Diese Entscheidung für die Uni in Chikago fiel im limbischen System. Sie war nicht ohne Grund, denn es gab etwas an der Uni, das diese für Katherine sympathisch gemacht hatte: Der junge Rektor, die frischen Ideen und die neuen Lernprozesse dort. Das war irgendwann einmal bei ihr tief im Inneren hängen geblieben - und war der entscheidende Faktor für ihre blitzschnelle und spontane Entscheidung.

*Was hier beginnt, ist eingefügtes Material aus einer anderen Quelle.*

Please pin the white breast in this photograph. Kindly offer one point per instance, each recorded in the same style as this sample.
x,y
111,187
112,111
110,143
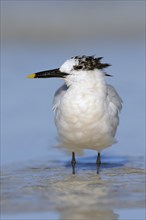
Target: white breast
x,y
86,118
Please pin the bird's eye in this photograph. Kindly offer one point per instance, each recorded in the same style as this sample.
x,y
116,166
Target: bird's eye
x,y
79,67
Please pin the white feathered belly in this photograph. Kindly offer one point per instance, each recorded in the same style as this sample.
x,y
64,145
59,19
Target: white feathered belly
x,y
83,122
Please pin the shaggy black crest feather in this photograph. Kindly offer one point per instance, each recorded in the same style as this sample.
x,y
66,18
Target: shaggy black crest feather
x,y
89,63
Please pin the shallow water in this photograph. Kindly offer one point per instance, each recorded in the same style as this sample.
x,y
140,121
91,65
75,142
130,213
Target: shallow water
x,y
49,187
36,179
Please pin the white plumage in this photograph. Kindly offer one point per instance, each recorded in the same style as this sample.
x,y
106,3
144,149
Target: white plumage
x,y
86,109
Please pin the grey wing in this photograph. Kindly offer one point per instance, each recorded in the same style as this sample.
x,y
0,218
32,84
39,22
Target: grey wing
x,y
115,106
58,95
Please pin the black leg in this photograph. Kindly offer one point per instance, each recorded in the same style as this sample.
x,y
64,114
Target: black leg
x,y
98,162
73,162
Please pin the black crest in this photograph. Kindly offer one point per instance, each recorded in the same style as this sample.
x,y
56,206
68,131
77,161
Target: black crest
x,y
89,63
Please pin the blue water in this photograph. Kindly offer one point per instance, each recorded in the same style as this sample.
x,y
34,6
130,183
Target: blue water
x,y
36,176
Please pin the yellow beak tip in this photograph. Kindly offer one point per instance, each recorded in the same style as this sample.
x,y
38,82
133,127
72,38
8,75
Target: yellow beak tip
x,y
31,76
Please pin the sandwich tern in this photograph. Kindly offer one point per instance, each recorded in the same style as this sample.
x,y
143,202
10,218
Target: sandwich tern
x,y
86,107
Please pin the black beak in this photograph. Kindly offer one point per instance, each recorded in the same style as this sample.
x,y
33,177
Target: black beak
x,y
107,74
48,74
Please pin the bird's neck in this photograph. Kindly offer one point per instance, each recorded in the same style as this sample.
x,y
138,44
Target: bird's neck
x,y
92,82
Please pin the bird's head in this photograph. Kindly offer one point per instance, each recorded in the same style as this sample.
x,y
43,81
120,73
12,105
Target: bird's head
x,y
75,69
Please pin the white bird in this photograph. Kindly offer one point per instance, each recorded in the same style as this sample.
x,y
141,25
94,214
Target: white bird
x,y
86,107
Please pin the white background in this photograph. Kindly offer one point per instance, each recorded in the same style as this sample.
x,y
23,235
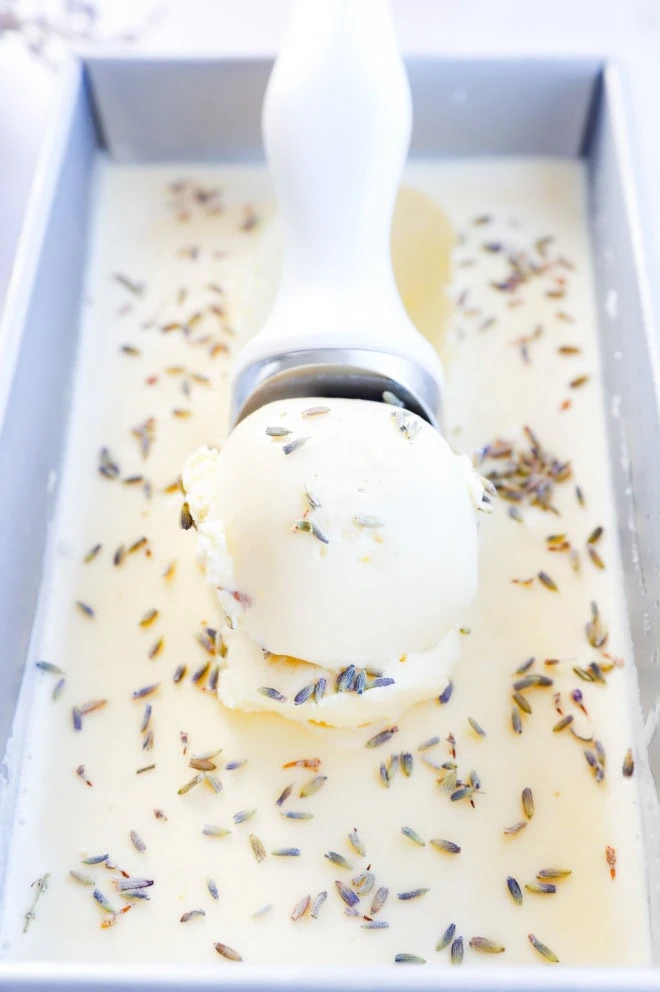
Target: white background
x,y
627,30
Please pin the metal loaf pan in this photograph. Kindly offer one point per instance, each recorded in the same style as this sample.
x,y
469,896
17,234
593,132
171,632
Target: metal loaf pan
x,y
168,109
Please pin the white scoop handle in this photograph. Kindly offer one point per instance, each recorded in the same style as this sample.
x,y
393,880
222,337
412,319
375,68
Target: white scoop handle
x,y
336,126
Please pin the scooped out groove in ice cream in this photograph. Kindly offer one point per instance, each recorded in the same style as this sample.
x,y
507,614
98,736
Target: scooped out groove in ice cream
x,y
341,536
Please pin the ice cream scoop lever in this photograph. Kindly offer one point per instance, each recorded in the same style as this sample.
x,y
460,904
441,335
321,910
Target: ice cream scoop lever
x,y
336,127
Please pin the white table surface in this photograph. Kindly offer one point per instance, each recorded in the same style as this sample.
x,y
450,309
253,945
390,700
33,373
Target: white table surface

Fazit: Auf diese erste 1/4 Sekunde in meinem Bauch-Gefühl achten, wenn ich eine Entscheidung treffen muss. Aber auch: Dieses Gefühl ist nicht unfehlbar; es gibt vielleicht, bei genauem Nachdenken, auch viele gute und vernünftige Gründe, sich anders zu entscheiden. Manchmal sind mir die guten Gründe aber auch zu vernünftig und ich muss mich zwischen der Bewertung der beiden Systeme entscheiden, mit mir selber in Verhandlungen treten.
"In den beiden Jahren dort waren meine Noten nicht so gut — oder manchmal auch nicht so schlecht —, wie sie hätten sein können."
Ja. Noten sind nicht Alles. Es gibt viele andere Faktoren, die für Glück und Zufriedenheit und Erfolg im Leben genau so wichtig oder vielleicht wichtiger sind.